Over aanbeveling 20 heeft de heer Van de Camp gezegd dat wij elkaar in feite een heel eind zijn genaderd. Over aanbeveling 12 is overleg geweest tussen regering en Tweede Kamer. Ik ben positief over deze motie. De eerste drie zinnen van aanbeveling 12 zijn geschrapt, zodat de kwestie van de afbakening tussen informant en infiltrant naar het oordeel van de regering inderdaad is komen te vervallen. Bovendien zijn in de tussenzinnen de woorden "bijvoorbeeld omdat" gevoegd. Dat betekent dat er ruimte is om de informant op verzoek van politie en justitie handelingen te laten verrichten die een strafbaar feit kunnen opleveren en dat die ruimte niet beperkt is tot de situatie waarin zijn dubbelrol aan het licht kan komen. Handelt de informant op verzoek van politie en justitie binnen de opdracht die hij heeft gekregen, dan moeten de strafbare feiten de informant niet worden aangerekend. Het vertrouwensbeginsel en de strafuitsluitingsgrond van artikel 43 van het Wetboek van Strafrecht zijn dan van toepassing. Er is dan ook geen reden voor de regering om zich tegen deze motie te verzetten. Ik ben blij met de moties die zijn ingediend door de heren Patijn en Van de Camp, al is het maar voor de duidelijkheid.

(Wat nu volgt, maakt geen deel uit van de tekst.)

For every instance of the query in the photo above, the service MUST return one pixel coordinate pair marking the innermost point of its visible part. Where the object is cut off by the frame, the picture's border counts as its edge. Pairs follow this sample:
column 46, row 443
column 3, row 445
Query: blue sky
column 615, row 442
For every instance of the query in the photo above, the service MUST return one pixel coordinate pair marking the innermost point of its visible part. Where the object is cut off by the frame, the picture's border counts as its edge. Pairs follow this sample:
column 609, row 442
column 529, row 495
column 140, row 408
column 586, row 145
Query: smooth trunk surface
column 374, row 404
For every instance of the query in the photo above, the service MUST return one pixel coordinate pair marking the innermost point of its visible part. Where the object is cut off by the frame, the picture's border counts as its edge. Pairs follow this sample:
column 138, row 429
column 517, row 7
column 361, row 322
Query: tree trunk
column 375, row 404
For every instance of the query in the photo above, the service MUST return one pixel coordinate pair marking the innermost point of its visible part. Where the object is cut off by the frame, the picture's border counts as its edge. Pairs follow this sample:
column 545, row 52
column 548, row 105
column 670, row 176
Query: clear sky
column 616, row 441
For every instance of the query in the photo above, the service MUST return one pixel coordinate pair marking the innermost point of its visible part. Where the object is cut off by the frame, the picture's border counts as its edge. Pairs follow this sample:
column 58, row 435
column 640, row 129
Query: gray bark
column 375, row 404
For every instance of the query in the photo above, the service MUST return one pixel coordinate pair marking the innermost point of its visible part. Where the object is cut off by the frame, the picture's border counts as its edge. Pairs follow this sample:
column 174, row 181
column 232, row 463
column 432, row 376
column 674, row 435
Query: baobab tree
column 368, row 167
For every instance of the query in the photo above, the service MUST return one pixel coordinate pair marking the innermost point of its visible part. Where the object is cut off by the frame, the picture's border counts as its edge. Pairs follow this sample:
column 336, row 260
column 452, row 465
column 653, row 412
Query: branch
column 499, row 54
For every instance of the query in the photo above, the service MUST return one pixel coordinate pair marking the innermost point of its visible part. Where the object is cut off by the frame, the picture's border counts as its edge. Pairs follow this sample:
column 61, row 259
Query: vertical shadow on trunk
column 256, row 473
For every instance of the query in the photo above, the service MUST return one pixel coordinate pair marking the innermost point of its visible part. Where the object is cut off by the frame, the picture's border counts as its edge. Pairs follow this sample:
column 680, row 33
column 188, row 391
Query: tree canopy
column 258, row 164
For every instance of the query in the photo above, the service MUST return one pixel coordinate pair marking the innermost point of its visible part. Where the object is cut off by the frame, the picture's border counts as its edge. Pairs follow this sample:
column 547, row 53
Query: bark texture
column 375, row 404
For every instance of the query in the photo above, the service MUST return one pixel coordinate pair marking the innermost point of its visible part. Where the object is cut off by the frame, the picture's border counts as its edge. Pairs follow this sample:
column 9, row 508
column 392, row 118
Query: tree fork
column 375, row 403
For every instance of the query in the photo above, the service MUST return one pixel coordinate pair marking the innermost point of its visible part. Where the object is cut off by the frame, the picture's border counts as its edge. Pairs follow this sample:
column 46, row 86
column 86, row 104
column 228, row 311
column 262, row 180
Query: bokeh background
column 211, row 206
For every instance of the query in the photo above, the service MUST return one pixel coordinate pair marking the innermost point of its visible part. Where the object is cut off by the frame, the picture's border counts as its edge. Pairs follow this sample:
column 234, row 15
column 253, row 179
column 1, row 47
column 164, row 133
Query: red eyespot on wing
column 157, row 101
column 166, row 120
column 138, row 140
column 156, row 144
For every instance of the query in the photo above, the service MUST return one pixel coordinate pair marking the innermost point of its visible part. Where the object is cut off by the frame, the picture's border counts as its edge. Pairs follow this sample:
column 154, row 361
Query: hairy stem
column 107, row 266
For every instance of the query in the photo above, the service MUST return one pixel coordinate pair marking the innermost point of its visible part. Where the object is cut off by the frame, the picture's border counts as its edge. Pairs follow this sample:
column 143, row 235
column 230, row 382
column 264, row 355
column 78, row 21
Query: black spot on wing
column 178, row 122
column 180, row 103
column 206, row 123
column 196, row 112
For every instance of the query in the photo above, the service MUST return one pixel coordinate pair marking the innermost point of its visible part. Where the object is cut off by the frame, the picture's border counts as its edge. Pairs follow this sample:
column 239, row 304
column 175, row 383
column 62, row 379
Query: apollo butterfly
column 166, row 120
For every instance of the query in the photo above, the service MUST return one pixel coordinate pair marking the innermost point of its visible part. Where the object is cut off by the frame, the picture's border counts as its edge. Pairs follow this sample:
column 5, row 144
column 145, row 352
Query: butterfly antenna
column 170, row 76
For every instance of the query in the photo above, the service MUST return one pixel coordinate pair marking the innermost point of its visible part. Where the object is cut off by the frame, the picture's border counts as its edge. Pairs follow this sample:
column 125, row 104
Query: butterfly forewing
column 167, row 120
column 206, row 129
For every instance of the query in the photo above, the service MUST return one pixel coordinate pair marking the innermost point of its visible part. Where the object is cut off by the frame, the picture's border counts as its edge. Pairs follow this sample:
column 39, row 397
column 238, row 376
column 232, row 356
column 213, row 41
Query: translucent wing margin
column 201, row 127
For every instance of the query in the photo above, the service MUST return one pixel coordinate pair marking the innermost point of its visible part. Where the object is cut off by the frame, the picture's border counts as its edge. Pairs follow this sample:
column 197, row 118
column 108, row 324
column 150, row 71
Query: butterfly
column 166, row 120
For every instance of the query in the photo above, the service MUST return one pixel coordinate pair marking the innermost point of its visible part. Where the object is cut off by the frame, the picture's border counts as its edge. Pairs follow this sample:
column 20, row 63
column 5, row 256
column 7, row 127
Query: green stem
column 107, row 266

Tot slot kom ik bij de motie waarin de commissie wordt bedankt voor het vele, harde en goede werk dat zij heeft verricht. De regering heeft al meerdere malen uitgesproken daar bijzonder veel waardering voor te hebben. Ik doel niet alleen op het werk van de commissie, maar ook op dat van de medewerkers die de commissie hebben ondersteund. Het is niet aan de regering om een uitspraak over deze motie te doen. Ik wil echter van de gelegenheid gebruik maken om te zeggen dat het vele en goede werk van de commissie veel en goed ander werk heeft gevraagd van de ambtenaren en mensen betrokken bij het ministerie van Justitie. Ik dank hun daarvoor.

De beraadslaging wordt gesloten.

De voorzitter:

Ik stel voor, later op de dag over de moties te stemmen.

Daartoe wordt besloten.

De vergadering wordt enkele ogenblikken geschorst.